Arts Agenda - Leaving the stage

It’s no joke. Sean Daniels, artistic director of Dad’s Garage Theatre, has stepped down to accept a new position as resident director and associate artistic director of San Francisco’s California Shakespeare Theater.

As a performer, director and community leader, Daniels, 31, proved a tireless advocate for new plays, improv comedy and original ways to reach young audiences. Daniels and seven classmates from Florida State University founded Dad’s Garage Theatre in June 1995, taking over an Inman Park playhouse vacated by Actor’s Express upon its move to the King Plow Arts Center.

Daniels officially steps down in August, and his departure promises to diminish the vitality of the Atlanta theater scene. Deborah Marshall, president of the Dad’s Garage board of directors, says that the theater will implement a national search for Daniels’ replacement and hopes to find a person by the beginning of the 2004-05 season in September.

Daniels directed Cal Shakes’ current show, a highly praised, puppet-heavy version of Comedy of Errors, and on the play’s opening night, the theater management offered him the position. Daniels calls it “the toughest job in the world to turn down.” Daniels will direct one play a season for the theater and take over the company’s “New Plays, New Communities” program, while having the freedom to direct plays at other theaters around the country.

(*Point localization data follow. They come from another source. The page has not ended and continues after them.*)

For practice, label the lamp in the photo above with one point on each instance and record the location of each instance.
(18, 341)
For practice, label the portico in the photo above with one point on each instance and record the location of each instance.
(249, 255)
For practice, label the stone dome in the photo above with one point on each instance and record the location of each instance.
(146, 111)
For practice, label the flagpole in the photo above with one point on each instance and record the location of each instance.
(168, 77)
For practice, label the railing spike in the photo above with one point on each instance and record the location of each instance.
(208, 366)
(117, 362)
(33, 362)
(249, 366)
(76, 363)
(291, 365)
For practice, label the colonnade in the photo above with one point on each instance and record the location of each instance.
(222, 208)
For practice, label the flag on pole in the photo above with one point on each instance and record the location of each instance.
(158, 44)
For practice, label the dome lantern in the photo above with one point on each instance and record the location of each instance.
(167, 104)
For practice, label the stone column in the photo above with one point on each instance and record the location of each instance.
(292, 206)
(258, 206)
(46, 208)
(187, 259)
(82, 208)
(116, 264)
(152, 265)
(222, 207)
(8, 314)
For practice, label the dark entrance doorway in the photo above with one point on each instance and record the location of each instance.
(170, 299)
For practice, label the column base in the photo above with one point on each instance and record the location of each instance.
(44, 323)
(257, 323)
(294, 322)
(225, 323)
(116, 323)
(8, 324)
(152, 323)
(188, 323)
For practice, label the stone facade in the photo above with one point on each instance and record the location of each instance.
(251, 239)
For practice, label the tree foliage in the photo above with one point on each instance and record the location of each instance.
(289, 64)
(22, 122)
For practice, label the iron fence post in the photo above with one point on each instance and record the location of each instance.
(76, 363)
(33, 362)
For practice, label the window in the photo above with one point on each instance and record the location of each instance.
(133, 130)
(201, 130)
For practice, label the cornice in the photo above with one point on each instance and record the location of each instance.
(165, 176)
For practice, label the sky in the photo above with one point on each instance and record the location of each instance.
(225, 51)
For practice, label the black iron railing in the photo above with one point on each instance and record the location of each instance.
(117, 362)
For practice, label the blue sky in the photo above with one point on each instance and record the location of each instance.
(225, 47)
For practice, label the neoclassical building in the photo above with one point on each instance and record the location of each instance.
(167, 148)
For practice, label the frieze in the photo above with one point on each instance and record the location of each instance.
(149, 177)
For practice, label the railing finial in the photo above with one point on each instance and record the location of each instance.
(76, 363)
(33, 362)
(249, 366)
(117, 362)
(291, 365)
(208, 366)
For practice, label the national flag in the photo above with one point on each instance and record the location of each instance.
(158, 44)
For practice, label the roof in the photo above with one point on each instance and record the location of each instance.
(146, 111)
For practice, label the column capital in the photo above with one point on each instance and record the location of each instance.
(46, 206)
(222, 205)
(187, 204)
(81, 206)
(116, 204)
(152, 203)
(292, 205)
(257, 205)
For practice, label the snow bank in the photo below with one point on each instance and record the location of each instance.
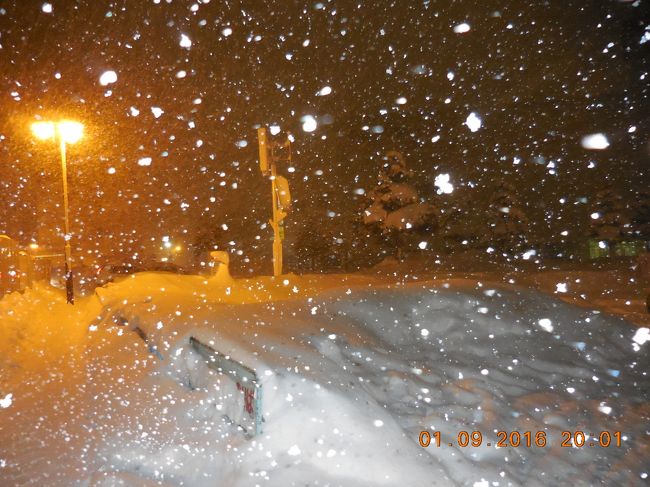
(351, 379)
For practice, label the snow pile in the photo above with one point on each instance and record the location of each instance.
(350, 380)
(39, 326)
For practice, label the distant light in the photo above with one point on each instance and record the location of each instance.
(107, 78)
(546, 324)
(324, 91)
(642, 335)
(309, 123)
(185, 41)
(443, 184)
(473, 122)
(595, 142)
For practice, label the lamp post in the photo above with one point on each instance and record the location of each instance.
(280, 196)
(63, 132)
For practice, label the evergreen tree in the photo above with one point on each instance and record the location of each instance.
(610, 221)
(507, 222)
(396, 211)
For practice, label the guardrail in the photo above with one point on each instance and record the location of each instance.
(245, 378)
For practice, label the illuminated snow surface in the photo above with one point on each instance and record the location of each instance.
(352, 372)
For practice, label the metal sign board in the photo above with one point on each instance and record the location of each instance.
(245, 378)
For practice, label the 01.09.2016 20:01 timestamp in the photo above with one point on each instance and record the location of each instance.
(527, 439)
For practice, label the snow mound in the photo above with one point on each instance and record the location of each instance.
(351, 379)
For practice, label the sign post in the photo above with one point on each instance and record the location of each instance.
(280, 196)
(246, 380)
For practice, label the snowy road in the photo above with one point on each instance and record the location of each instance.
(351, 377)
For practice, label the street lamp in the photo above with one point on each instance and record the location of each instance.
(270, 154)
(63, 132)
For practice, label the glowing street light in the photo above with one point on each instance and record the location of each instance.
(63, 132)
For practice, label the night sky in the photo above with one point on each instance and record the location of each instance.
(540, 75)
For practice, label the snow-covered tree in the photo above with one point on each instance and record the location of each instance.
(396, 210)
(610, 221)
(507, 222)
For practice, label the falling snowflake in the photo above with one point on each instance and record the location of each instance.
(107, 78)
(473, 122)
(309, 123)
(185, 41)
(595, 142)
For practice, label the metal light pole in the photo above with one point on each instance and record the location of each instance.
(280, 196)
(63, 132)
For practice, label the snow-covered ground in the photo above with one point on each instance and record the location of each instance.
(352, 369)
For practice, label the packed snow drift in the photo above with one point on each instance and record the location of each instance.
(351, 378)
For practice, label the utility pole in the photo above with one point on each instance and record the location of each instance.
(270, 154)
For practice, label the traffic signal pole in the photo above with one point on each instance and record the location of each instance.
(278, 196)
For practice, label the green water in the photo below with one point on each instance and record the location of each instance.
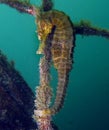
(87, 102)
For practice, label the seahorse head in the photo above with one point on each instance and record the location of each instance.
(44, 27)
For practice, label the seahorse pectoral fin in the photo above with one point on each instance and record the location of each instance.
(43, 37)
(86, 29)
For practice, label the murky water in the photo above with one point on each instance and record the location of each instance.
(87, 102)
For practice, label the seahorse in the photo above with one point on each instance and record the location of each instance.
(62, 45)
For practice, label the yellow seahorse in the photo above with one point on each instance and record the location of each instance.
(61, 48)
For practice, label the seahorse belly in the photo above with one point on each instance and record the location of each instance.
(61, 50)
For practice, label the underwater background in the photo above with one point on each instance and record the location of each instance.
(86, 105)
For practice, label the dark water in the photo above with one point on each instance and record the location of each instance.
(87, 102)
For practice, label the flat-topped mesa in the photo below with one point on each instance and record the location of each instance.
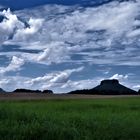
(110, 82)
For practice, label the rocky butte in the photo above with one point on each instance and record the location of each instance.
(107, 87)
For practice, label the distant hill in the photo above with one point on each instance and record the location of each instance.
(2, 91)
(107, 87)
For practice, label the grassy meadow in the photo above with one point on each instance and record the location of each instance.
(92, 119)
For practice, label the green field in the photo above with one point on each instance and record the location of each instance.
(95, 119)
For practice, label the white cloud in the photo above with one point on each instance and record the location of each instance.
(25, 33)
(119, 77)
(59, 36)
(53, 80)
(15, 65)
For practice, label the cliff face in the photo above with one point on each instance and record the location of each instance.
(113, 87)
(107, 87)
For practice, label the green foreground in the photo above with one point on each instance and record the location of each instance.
(95, 119)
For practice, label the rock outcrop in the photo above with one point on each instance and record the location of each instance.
(113, 87)
(107, 87)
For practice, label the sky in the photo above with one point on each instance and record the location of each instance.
(65, 45)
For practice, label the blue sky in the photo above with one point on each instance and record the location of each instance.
(65, 45)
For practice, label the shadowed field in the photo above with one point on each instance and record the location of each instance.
(59, 119)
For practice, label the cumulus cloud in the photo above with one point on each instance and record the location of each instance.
(15, 65)
(23, 34)
(106, 34)
(52, 80)
(71, 30)
(119, 77)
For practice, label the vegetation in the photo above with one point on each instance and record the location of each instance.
(95, 119)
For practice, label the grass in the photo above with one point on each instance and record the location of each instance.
(95, 119)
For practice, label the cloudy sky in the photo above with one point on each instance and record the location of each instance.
(65, 45)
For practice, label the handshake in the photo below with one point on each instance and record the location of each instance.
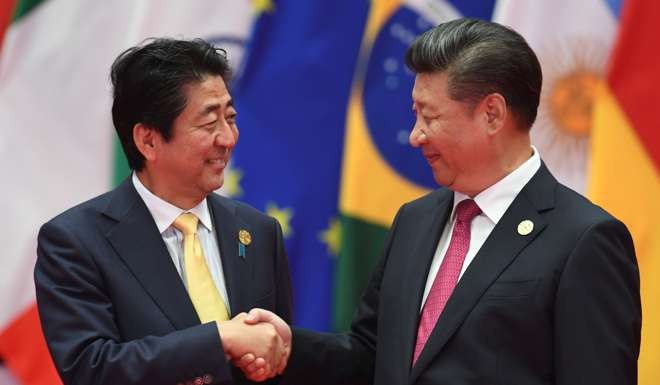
(258, 342)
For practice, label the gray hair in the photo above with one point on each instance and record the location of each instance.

The news, however sad, doesn’t exactly come as a shock. Daniels and Dad’s Garage both have developed a national reputation for attracting theater-goers in the 20s and 30s age range. In 2000, American Theatre magazine named Daniels one of 15 “up-and-coming” theater professionals under the age of 30. Daniels has worked with both the Geva Theatre Center in Rochester, N.Y., and the California Shakespeare Theater to provide infusions of new blood. Like a teenager growing up and moving out of his parents’ house, it was only a matter of time until a bigger organization wooed Daniels to leave Dad’s.